Ponieważ jednym z głównych tematów spotkania były sprawy związane z bezpieczeństwem w regionie, szczególnie z sytuacją na granicy polsko-białoruskiej oraz ze współpracą wojskową, podczas wizyty zwierzchnikowi Sił Zbrojnych RP towarzyszył Mariusz Błaszczak, minister obrony narodowej. Szef polskiego MON-u razem z ministrem obrony Litwy Arvydasem Anušauskasem uczestniczyli w pierwszym posiedzeniu polsko-litewskiej Rady Prezydenckiej. Deklaracja o powołaniu tego gremium została podpisana w listopadzie ubiegłego roku.
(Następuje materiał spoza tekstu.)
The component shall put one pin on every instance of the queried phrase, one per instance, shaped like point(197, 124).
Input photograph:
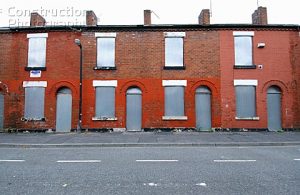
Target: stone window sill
point(35, 68)
point(252, 66)
point(256, 118)
point(33, 119)
point(172, 118)
point(105, 68)
point(174, 67)
point(96, 118)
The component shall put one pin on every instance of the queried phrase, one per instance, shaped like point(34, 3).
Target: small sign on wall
point(35, 73)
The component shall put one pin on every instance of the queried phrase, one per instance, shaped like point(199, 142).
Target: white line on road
point(234, 160)
point(12, 160)
point(78, 161)
point(156, 160)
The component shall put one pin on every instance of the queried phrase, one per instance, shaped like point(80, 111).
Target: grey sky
point(71, 12)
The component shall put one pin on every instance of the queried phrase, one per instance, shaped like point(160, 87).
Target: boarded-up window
point(174, 100)
point(34, 103)
point(37, 50)
point(173, 51)
point(105, 52)
point(243, 50)
point(245, 101)
point(105, 102)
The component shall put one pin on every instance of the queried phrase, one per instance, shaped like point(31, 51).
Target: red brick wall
point(139, 61)
point(277, 70)
point(295, 60)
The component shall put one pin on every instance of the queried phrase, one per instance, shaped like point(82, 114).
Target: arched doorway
point(134, 109)
point(1, 110)
point(63, 110)
point(274, 108)
point(203, 108)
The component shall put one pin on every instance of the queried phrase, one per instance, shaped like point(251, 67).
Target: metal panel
point(1, 110)
point(243, 50)
point(63, 110)
point(174, 51)
point(37, 52)
point(34, 102)
point(245, 101)
point(174, 101)
point(105, 101)
point(134, 109)
point(106, 52)
point(203, 108)
point(274, 109)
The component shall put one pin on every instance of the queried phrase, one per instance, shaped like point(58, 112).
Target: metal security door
point(134, 109)
point(1, 110)
point(274, 108)
point(203, 108)
point(63, 110)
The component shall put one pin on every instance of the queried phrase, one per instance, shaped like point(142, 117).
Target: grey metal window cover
point(37, 52)
point(174, 101)
point(105, 102)
point(63, 110)
point(274, 108)
point(245, 101)
point(243, 50)
point(106, 52)
point(203, 108)
point(174, 51)
point(34, 103)
point(1, 110)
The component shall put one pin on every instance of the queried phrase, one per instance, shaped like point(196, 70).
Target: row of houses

Rada omawia najważniejsze kwestie dotyczące wzajemnych relacji i współpracy, a także polityki regionalnej i bezpieczeństwa.
– Nasza dzisiejsza dyskusja dotyczyła m.in. ochrony granic, które są jednocześnie granicami UE. Wywiązujemy się ze swoich zobowiązań i oczekujemy solidarności. Tego, że Rada Europejska podejmie decyzje co do dalszych sankcji wobec reżimu białoruskiego. Wsparcie ze strony UE jest naszym krajom potrzebne – podkreślał Andrzej Duda po posiedzeniu rady.
Prezydent Litwy Gitanas Naused mówił o potrzebie bliskiej współpracy obu państw, zwłaszcza w związku z atakiem hybrydowym ze strony Białorusi. – Lekcje z ostatnich wydarzeń wykazały luki w ustawodawstwie UE. Powinniśmy zatem wprowadzić pewne zmiany w prawie, by było ono dostosowane do realiów i dało możliwość obrony granic i zabezpieczenia ich przez nielegalnymi migrantami – zaznaczył Naused.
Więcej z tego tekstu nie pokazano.